Ieri era l’ 8 marzo. Festa della Donna.
Una festa che, già da qualche anno (dai ruspanti anni ’80) non è più quello per cui era nata. Si sta provando negli ultimi anni tra femminicidi, vessazioni lavorative varie, violenze di ogni genere verso il mondo femminile, a riportare l’attenzione dall’aprire le gabbie la sera dell’ 8 marzo con tanto di omini mezzi nudi e oliati come carta per la focaccia ad una più consapevole conoscenza dei problemi del mondo femminile.
Vi voglio parlare della Legge 194/1978. A maggio si celebrerà il quarantesimo anniversario dell’entrata in vigore della legge sull’interruzione volontaria di gravidanza (ivg), che nel 1978 legalizzò l’aborto in Italia. Una legge importantissima che, al giorno d’oggi viene attaccata su più fronti.

Come si può leggere dal grafico qui sopra, negli ultimi anni, il ricorso alla 194 è diminuito drasticamente. In generale il calo degli aborti in Italia è dovuto a diversi fattori, in particolare ai livelli più alti d’istruzione e ad una maggiore diffusione dell’educazione sessuale e della contraccezione (l’Italia comunque rimane indietro nell’uso dei contraccettivi rispetto ad altri Paesi europei). Un motivo molto importante è stato, dal 2015, l’introduzione della cosiddetta pillola del giorno dopo e quella dei 5 giorni dopo che viene venduta senza ricetta medica in farmacia. Potendo usare questo metodo, si tende ad usufruire di meno della legge sull’aborto.

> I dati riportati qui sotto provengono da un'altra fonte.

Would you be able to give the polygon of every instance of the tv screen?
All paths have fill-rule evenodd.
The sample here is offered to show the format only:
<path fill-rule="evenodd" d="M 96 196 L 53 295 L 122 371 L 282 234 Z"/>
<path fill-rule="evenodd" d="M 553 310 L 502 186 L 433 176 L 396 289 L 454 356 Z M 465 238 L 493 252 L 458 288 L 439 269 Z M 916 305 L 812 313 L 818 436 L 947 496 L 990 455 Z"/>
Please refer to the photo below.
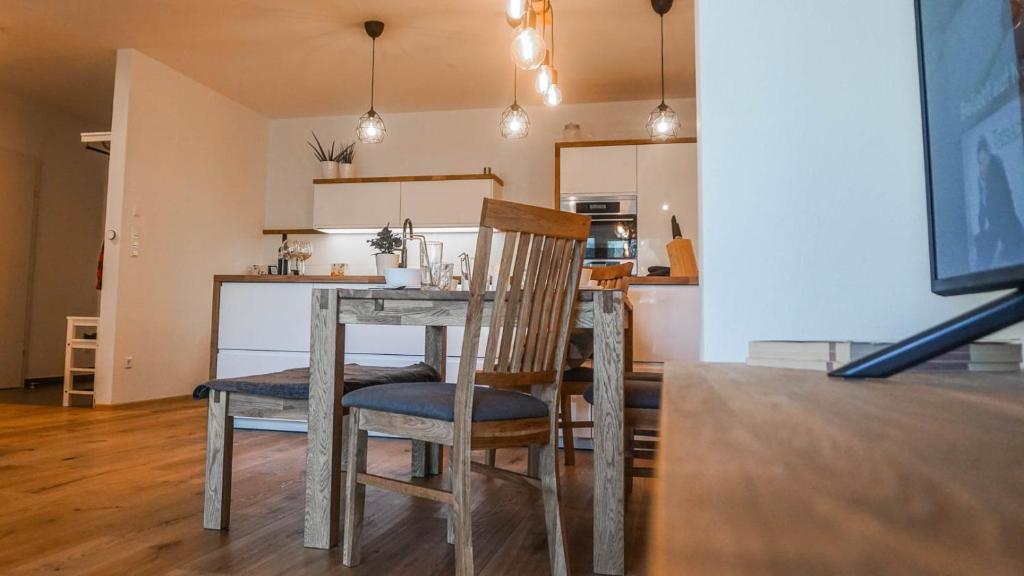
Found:
<path fill-rule="evenodd" d="M 1022 0 L 918 0 L 939 294 L 1024 286 L 1022 10 Z"/>

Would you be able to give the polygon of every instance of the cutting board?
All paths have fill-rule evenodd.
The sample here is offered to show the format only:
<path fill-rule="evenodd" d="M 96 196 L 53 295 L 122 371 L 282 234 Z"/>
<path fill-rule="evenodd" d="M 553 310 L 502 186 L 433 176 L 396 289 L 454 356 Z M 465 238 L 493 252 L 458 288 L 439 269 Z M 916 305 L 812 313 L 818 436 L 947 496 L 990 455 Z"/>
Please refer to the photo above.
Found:
<path fill-rule="evenodd" d="M 697 258 L 693 253 L 693 242 L 687 238 L 675 238 L 665 247 L 669 251 L 670 276 L 696 278 Z"/>

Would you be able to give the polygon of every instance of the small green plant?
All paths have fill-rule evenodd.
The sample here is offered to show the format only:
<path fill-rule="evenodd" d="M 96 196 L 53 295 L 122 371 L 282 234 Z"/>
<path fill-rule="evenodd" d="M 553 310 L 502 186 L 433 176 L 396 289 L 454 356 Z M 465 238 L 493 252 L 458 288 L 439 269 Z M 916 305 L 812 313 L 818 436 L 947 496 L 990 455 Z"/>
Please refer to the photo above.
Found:
<path fill-rule="evenodd" d="M 401 238 L 391 232 L 391 222 L 388 222 L 377 236 L 367 241 L 377 254 L 394 254 L 394 251 L 401 246 Z"/>
<path fill-rule="evenodd" d="M 321 143 L 319 138 L 316 137 L 316 132 L 310 131 L 309 133 L 313 135 L 313 140 L 316 142 L 316 146 L 313 146 L 313 142 L 309 140 L 306 140 L 306 143 L 313 150 L 313 156 L 316 160 L 321 162 L 341 162 L 342 164 L 352 163 L 352 158 L 355 157 L 355 142 L 342 147 L 338 149 L 337 153 L 335 153 L 334 149 L 337 148 L 338 142 L 332 140 L 331 148 L 325 149 L 324 145 Z"/>

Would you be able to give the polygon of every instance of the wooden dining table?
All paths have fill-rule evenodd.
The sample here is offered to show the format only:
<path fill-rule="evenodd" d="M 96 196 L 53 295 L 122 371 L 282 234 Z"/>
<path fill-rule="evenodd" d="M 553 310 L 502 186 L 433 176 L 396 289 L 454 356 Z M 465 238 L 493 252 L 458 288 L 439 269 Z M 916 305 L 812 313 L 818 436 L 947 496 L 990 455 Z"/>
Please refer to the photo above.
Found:
<path fill-rule="evenodd" d="M 494 295 L 484 305 L 484 326 Z M 469 292 L 408 289 L 318 288 L 313 290 L 310 328 L 309 433 L 306 454 L 304 543 L 338 543 L 341 504 L 341 422 L 345 326 L 424 326 L 424 361 L 444 378 L 449 327 L 463 327 Z M 586 288 L 577 299 L 574 322 L 594 331 L 594 573 L 624 574 L 625 452 L 624 322 L 621 289 Z M 431 453 L 434 458 L 430 458 Z M 439 450 L 416 449 L 428 471 L 439 471 Z M 432 460 L 432 461 L 431 461 Z M 414 462 L 414 468 L 418 463 Z M 432 468 L 432 469 L 431 469 Z"/>

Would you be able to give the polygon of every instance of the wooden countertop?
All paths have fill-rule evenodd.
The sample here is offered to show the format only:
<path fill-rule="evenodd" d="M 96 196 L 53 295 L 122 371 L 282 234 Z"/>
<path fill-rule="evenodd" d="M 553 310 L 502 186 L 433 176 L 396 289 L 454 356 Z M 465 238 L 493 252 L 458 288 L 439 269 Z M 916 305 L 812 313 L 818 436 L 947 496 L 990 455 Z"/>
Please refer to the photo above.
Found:
<path fill-rule="evenodd" d="M 251 276 L 220 274 L 213 277 L 217 283 L 223 282 L 263 282 L 267 284 L 384 284 L 383 276 Z"/>
<path fill-rule="evenodd" d="M 428 176 L 371 176 L 366 178 L 315 178 L 314 184 L 343 184 L 360 182 L 436 182 L 444 180 L 495 180 L 498 186 L 505 182 L 497 174 L 437 174 Z"/>
<path fill-rule="evenodd" d="M 634 276 L 630 286 L 699 286 L 700 279 L 692 276 Z"/>
<path fill-rule="evenodd" d="M 672 365 L 652 574 L 1024 574 L 1024 376 Z"/>

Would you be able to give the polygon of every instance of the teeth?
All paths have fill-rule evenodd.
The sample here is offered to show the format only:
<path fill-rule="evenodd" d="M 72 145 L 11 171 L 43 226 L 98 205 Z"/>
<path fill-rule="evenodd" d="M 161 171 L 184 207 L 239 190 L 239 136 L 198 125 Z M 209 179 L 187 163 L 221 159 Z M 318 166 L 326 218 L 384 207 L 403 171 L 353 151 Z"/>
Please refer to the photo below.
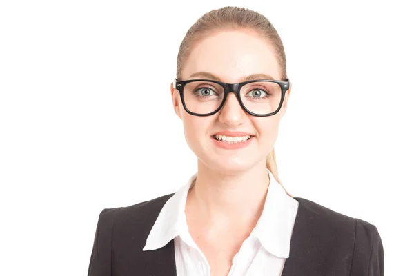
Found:
<path fill-rule="evenodd" d="M 238 136 L 231 137 L 225 135 L 214 135 L 216 140 L 222 141 L 226 143 L 240 143 L 248 140 L 250 138 L 250 135 L 246 136 Z"/>

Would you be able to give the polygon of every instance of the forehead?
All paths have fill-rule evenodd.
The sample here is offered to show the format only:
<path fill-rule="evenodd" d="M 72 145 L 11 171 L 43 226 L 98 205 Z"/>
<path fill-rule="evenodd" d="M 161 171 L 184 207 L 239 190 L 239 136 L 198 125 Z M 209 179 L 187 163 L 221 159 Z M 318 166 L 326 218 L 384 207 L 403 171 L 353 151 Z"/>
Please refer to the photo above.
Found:
<path fill-rule="evenodd" d="M 267 74 L 280 79 L 275 50 L 270 43 L 253 32 L 221 31 L 208 34 L 193 46 L 182 76 L 208 72 L 230 83 L 243 81 L 253 74 Z"/>

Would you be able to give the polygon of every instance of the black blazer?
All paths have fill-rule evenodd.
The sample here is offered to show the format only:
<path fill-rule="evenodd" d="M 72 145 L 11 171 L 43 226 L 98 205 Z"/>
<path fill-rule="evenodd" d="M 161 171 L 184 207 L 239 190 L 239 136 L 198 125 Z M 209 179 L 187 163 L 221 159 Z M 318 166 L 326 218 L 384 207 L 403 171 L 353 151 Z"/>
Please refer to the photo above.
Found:
<path fill-rule="evenodd" d="M 88 275 L 176 276 L 174 239 L 161 248 L 142 251 L 161 209 L 172 195 L 103 210 Z M 382 242 L 374 225 L 294 198 L 299 208 L 282 276 L 384 275 Z"/>

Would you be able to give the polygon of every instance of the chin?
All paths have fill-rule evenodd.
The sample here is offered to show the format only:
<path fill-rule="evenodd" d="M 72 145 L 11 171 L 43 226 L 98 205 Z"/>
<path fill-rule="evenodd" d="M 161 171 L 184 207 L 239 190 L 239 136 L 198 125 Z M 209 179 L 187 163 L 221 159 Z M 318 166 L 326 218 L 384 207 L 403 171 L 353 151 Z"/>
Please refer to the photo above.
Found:
<path fill-rule="evenodd" d="M 250 157 L 213 157 L 208 155 L 200 158 L 205 166 L 219 173 L 237 174 L 249 170 L 256 164 Z"/>

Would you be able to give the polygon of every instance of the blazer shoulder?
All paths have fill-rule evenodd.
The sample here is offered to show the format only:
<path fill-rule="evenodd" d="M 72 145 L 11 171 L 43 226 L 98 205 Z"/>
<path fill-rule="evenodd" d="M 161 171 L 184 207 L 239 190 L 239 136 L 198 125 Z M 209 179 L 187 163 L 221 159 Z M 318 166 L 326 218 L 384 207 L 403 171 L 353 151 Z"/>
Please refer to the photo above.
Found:
<path fill-rule="evenodd" d="M 354 217 L 335 211 L 309 199 L 301 197 L 295 197 L 295 199 L 299 202 L 299 208 L 302 209 L 302 211 L 305 211 L 307 215 L 310 215 L 311 217 L 324 221 L 329 225 L 333 224 L 335 226 L 339 224 L 341 226 L 348 225 L 355 228 L 355 219 Z"/>
<path fill-rule="evenodd" d="M 131 244 L 134 239 L 142 242 L 161 209 L 173 195 L 165 195 L 129 206 L 102 210 L 98 218 L 88 275 L 112 275 L 114 246 L 127 248 L 126 244 L 120 243 Z M 142 246 L 139 244 L 137 248 Z"/>
<path fill-rule="evenodd" d="M 175 193 L 164 195 L 134 205 L 119 208 L 117 213 L 117 222 L 137 219 L 152 220 L 150 219 L 153 217 L 155 218 L 158 217 L 161 209 Z"/>
<path fill-rule="evenodd" d="M 325 242 L 335 240 L 329 247 L 335 244 L 335 252 L 339 250 L 343 252 L 342 256 L 349 256 L 351 276 L 384 275 L 384 248 L 374 224 L 308 199 L 295 199 L 299 202 L 298 216 L 302 217 L 299 217 L 299 227 L 306 229 L 306 233 L 324 237 Z M 318 246 L 327 248 L 319 243 Z"/>

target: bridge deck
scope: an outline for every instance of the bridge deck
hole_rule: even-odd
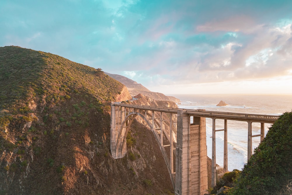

Rimane, un problema gravissimo anche il crescente ricorso al l’obiezione di coscienza da parte di ginecologi, anestesisti e personale non medico, sopratutto nel Meridione.

Si viene a creare così un cortocircuito tra il diritto ad usufruire di una legge in vigore e il diritto di fare obiezione verso questa legge (sancito dalla legge stessa), che di fatto impedisce ad una larga fetta di donne italiane di poter usufruire del l’interruzione di gravidanza nella propria regione. Il collettivo Non una di meno, rivendica l’abolizione dell’obiezione di coscienza per i medici, il personale non medico e i farmacisti che lavorano nelle strutture pubbliche. Le femministe chiedono anche sostegno all’interruzione di gravidanza farmacologica nei consultori e più finanziamenti per queste strutture che promuovono la salute riproduttiva delle donne, la contraccezione e l’educazione sessuale.